Чаща Заповедная фыркнула, и гордо ушла под землю. А мы во бору остались вдвоем, я и аспид-агнехранушка.

— Почему любовь? — интересно даже стало.

— Потому… — вздохнул он тяжело, вдаль насколько бор сосновый позволял, поглядел, да и ответил. — Потому что, если бы не любил больше жизни своей, я бы ночью остался с тобой. И искушение было, да такое от которого кровь вскипала и в глазах темнело. Но я люблю тебя настолько, что даже мысль о принуждении холодом в сердце отдается. Потому что боюсь, до ужаса боюсь потерять это чувство, что растет и крепнет между нами. Боюсь в глаза твои посмотреть и увидеть там холод. Боюсь тебя потерять. И потому по ночи в Гиблый яр кинулся, кровью своей кровь ведьмака смывать… и как оказалось — это было самое верное решение, потому как в какой-то момент разум я утратил. И я, и пятеро моих сородичей.

Тут уж и я села, гляжу на него с тревогою.

Он на меня устало посмотрел.

Страшно мне стало, потому как во взгляде его было что-то… что-то пугающее.

— Я ухожу, — произнес аспид, губами черными.

И в душе моей словно оборвалось все.

А Агнехран, глаз с меня не сводя, продолжил:

— С лешим поговорил, ни меня, ни других аспидов он более в лес твой Заповедный не пустит. Гиблый яр для тебя отвоюю, в любом деле на помощь мою рассчитывай, если что-то потребуется — не молчи, мне за счастье тебе помочь, помни об этом. А в лес свой более не пускай. Я знаю, ты это можешь — магом меня в него не пускала, и аспидом на расстоянии удержать сможешь.

Нет!!!

Я еще не поняла толком, что случилось, не поняла от чего решение принял такое, я лишь как ведьма видела — что принял, и принял окончательно.

— Я люблю тебя, Веся, — тихо произнес он, глядя мне в глаза.

Я люблю тебя, Агнехран…

Но вслух я не сказала ни слова.

Словно окаменевшая, напрочь всех чувств лишившаяся, силы жизненные утратившая, я смотрела на него… и ничего не могла сказать. Ничего…

И когда поднялся он тяжело, да отступил от меня, все так же взгляда не отрывая, когда еще один шаг назад сделал, да когда вспыхнул его окружая круг алхимический, я все так же молчала.

— Я расторгаю наш договор, ведунья лесная!

И зашумел лес, слова те впитывая, меня от данной клятвы освобождая.

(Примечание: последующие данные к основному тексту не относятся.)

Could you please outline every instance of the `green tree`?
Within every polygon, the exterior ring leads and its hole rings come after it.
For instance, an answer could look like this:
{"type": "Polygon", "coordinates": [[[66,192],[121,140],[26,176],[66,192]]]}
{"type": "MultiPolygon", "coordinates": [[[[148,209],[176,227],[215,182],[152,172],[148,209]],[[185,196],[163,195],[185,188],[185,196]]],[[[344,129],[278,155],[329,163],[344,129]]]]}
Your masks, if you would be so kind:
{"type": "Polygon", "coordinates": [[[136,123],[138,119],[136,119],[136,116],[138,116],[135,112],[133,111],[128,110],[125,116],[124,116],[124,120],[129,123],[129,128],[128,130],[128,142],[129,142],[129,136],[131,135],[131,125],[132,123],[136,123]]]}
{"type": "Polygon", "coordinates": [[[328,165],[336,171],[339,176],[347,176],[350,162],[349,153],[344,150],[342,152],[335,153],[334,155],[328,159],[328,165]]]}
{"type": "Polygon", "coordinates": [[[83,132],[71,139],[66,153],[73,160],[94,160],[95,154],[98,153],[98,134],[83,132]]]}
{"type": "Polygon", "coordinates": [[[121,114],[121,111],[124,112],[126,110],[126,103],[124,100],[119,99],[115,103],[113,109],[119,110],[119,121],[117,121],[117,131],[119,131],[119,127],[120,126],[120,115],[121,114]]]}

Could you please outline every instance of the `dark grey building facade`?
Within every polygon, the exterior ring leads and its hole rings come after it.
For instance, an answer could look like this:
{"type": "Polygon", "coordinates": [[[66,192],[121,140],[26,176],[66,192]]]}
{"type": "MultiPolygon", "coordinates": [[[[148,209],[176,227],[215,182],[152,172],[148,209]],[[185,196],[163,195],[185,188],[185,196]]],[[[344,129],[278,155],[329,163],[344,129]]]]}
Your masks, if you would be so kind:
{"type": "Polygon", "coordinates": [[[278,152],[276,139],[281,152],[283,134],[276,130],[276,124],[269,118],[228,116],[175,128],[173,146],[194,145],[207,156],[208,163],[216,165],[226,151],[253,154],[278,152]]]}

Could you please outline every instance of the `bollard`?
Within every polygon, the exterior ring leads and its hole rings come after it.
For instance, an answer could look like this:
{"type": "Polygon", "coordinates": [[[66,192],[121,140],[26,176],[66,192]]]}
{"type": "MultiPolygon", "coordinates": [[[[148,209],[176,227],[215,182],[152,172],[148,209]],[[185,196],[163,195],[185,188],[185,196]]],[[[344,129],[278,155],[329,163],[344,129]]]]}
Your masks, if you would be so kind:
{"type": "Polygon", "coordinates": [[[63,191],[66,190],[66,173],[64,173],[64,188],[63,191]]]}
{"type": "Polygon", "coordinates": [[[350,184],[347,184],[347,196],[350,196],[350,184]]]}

А я сидела, не в силах пошевелиться. Улыбнулся мне аспид, улыбнулся с горечью нескрываемой.

Вспыхнула пентаграмма письменами кроваво-красными.

Исчез с глаз моих аспид.

Исчезла следом и алхимическая магия.

Все исчезло.

Одна я осталась. Совсем одна. Глаза закрыла, и позвала сдавленно:

«Ярина…»

Умна и мудра была чаща Заповедного яра — темнить не стала, и даже вопросов задавать не потребовалось. Яркой вспышкой что произошло, то и показала. Показала, как вступают в лес шесть аспидов, и своего я сразу узнала, хоть и в одинаковой магической одежде были все, да как идет с ними ведьмак, силой Агнехрана подпитываемый. И шли они свободно, по территории же уже освобожденной шли, да Ярина на всякий случай приглядывала… только вот не помогло это.